Chaque samedi, un financier différent répond à nos questions. Il donne sa lecture des marchés, offre son point de vue sur la Bourse et lance quelques conseils d'investissement. Cette semaine, Christian Langevin, de Gestion de placements GE.

À votre avis, quel est l'événement le plus significatif des derniers jours à la Bourse?

Les soulèvements en Afrique du Nord et dans le golfe Persique créent une incertitude grandissante sur les marchés boursiers mondiaux. Ceci se traduit par une montée importante du cours de l'or qui pourrait se poursuivre en 2011, car il faudra sans doute plusieurs mois avant de revenir à un semblant de stabilité dans cette région.

Comme il s'agit d'une région pétrolière très importante, le cours du pétrole s'est aussi envolé. Plusieurs investisseurs craignent que les violences s'étendent à d'autres pays qui sont de très importants producteurs de pétrole. Cela pourrait occasionner une montée en flèche du prix du brut, pire que ce que l'on a vu jusqu'à maintenant, qui pourrait étouffer la reprise économique mondiale.

De plus, ces événements vont sans doute avoir un impact négatif sur la croissance de cette région, ce qui pourrait nuire à la demande de plusieurs ressources naturelles. À court terme, il pourrait donc y avoir un effet négatif sur les multiples cours/bénéfices que les investisseurs sont prêts à payer pour les titres de marchés émergents et les titres liés aux ressources naturelles (autres que le pétrole et l'or) au profit des marchés boursiers des économies développées. Cela dit, nous demeurons généralement optimistes pour les ressources naturelles à long terme, malgré la hausse importante du prix ces dernières années, car l'offre demeure restreinte.
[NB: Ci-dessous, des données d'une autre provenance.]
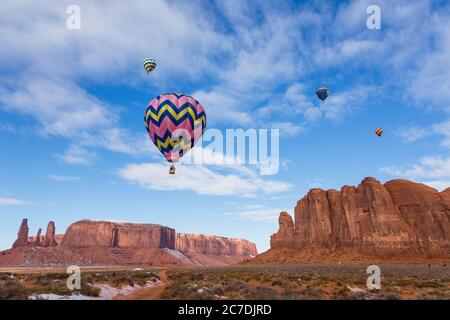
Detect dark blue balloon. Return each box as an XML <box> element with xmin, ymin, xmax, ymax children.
<box><xmin>316</xmin><ymin>87</ymin><xmax>330</xmax><ymax>102</ymax></box>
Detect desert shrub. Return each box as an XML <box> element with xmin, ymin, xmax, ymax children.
<box><xmin>0</xmin><ymin>280</ymin><xmax>28</xmax><ymax>300</ymax></box>
<box><xmin>301</xmin><ymin>287</ymin><xmax>326</xmax><ymax>300</ymax></box>
<box><xmin>239</xmin><ymin>286</ymin><xmax>279</xmax><ymax>300</ymax></box>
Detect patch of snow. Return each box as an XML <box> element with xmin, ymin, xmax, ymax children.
<box><xmin>28</xmin><ymin>280</ymin><xmax>161</xmax><ymax>300</ymax></box>
<box><xmin>28</xmin><ymin>293</ymin><xmax>96</xmax><ymax>300</ymax></box>
<box><xmin>347</xmin><ymin>286</ymin><xmax>367</xmax><ymax>293</ymax></box>
<box><xmin>162</xmin><ymin>248</ymin><xmax>199</xmax><ymax>264</ymax></box>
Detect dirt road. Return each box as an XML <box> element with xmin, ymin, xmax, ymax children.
<box><xmin>114</xmin><ymin>270</ymin><xmax>169</xmax><ymax>300</ymax></box>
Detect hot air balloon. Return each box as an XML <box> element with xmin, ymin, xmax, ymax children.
<box><xmin>316</xmin><ymin>87</ymin><xmax>330</xmax><ymax>102</ymax></box>
<box><xmin>144</xmin><ymin>93</ymin><xmax>206</xmax><ymax>174</ymax></box>
<box><xmin>144</xmin><ymin>58</ymin><xmax>156</xmax><ymax>73</ymax></box>
<box><xmin>375</xmin><ymin>128</ymin><xmax>384</xmax><ymax>137</ymax></box>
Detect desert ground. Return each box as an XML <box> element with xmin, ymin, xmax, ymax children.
<box><xmin>0</xmin><ymin>264</ymin><xmax>450</xmax><ymax>300</ymax></box>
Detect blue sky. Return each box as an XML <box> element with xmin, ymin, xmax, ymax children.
<box><xmin>0</xmin><ymin>0</ymin><xmax>450</xmax><ymax>251</ymax></box>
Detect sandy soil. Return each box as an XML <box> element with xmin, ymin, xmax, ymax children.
<box><xmin>113</xmin><ymin>270</ymin><xmax>169</xmax><ymax>300</ymax></box>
Que surveillez-vous le plus attentivement en ce moment?

L'inflation et le protectionnisme. Certes, ce sont des craintes à moyen terme, mais elles pourraient avoir des effets néfastes sur les marchés boursiers si elles se matérialisaient. Et les deux pourraient être liées. L'inflation est latente dans les pays développés, mais elle pourrait nous surprendre d'ici à cinq ans, car la montée du prix des ressources naturelles et la forte croissance intérieure des économies émergentes créent de la pression sur les prix et les salaires.

Cette poussée des prix combinée à la rareté grandissante des ressources naturelles et de la nourriture pourrait pousser des gouvernements à adopter des mesures protectionnistes comme des droits de douanes ou des quotas qui sont contre les principes de libre-échange. Normalement, cela est négatif pour le commerce et les marchés boursiers.
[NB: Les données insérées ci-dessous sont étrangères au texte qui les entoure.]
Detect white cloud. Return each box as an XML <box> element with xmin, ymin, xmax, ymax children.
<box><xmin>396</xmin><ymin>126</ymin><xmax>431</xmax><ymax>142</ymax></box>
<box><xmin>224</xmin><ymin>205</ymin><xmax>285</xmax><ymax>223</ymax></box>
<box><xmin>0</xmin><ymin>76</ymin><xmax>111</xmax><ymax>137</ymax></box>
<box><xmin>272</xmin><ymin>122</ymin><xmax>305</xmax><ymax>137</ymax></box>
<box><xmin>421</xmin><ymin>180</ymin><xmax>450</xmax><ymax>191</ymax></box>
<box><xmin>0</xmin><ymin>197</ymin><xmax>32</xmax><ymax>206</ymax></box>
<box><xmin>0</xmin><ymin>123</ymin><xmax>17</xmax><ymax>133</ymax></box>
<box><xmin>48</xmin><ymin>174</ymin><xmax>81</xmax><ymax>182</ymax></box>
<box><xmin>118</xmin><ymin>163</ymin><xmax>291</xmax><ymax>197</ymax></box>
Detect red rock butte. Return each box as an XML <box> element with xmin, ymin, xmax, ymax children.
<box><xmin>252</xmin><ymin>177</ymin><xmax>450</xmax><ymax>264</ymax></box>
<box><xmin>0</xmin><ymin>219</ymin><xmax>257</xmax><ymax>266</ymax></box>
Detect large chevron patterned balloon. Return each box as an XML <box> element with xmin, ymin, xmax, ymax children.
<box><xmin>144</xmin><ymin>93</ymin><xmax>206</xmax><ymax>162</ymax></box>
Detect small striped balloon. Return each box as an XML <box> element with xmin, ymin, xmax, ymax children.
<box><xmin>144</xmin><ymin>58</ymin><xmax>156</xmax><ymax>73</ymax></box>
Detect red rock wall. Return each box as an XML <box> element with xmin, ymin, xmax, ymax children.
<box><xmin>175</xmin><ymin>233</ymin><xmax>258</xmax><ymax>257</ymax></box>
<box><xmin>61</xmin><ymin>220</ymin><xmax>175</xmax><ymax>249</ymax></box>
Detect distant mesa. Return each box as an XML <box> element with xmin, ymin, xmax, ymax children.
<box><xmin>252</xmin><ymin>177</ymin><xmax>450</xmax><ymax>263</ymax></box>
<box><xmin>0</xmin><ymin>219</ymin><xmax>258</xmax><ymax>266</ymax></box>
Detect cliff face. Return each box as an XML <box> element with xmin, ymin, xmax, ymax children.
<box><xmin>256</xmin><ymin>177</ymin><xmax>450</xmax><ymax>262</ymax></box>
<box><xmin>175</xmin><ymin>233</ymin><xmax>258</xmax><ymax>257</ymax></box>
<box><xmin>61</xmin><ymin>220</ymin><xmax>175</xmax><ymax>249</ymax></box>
Que feriez-vous avec 10 000$ à investir?

Nous investissons avec une perspective à long terme et nous sommes d'avis que la croissance des économies émergentes sera nettement supérieure à celle des pays développés au cours des 10 prochaines années. Bien que des embûches comme celles que nous vivons présentement pourraient faire hésiter les investisseurs, nous croyons que la tendance haussière restera la même et que les marchés émergents pourront regagner leur prime en Bourse, compte tenu de leurs perspectives de croissance supérieure. Évidemment, cela est positif pour les ressources naturelles à long terme et les pays exportateurs comme le Canada.

Quel placement évitez-vous à tout prix?

Sans les éviter à tout prix, nous pensons que les obligations et les marchés immobiliers devraient sous-performer par rapport à d'autres catégories d'actifs comme les actions. La reprise économique mondiale est plus solide, ce qui pourrait entraîner, à moyen terme, une hausse des taux d'intérêt et potentiellement de l'inflation, deux facteurs négatifs pour les obligations et l'immobilier.

Qu'est-ce que les investisseurs sous-estiment le plus en ce moment?

Pour 2011, nous pensons que les investisseurs sous-estiment la reprise économique aux États-Unis. Les marchés pourraient être agréablement surpris. Ce faisant, les Bourses américaines performeraient probablement mieux que les marchés émergents en 2011.

De plus, l'incertitude actuelle due aux turbulences géopolitiques pourrait redonner au marché américain et à sa devise leur statut de valeurs refuges. Mais, à moyen terme, nous croyons que le dollar américain devrait faiblir, surtout face aux devises des économies émergentes, car les États-Unis et plusieurs pays d'Europe devront faire face à la réalité et commencer à rembourser leurs dettes.

Christian Langevin est premier vice-président chez Gestion de placements GE, société qui gère 120 milliards de dollars, dont 1,4 milliard à partir de son bureau de Montréal. Diplômé de l'Université Laval et détenteur du titre de CFA, M. Langevin agit à titre de gestionnaire de portefeuille d'actions canadiennes et d'analyste international des titres pétroliers.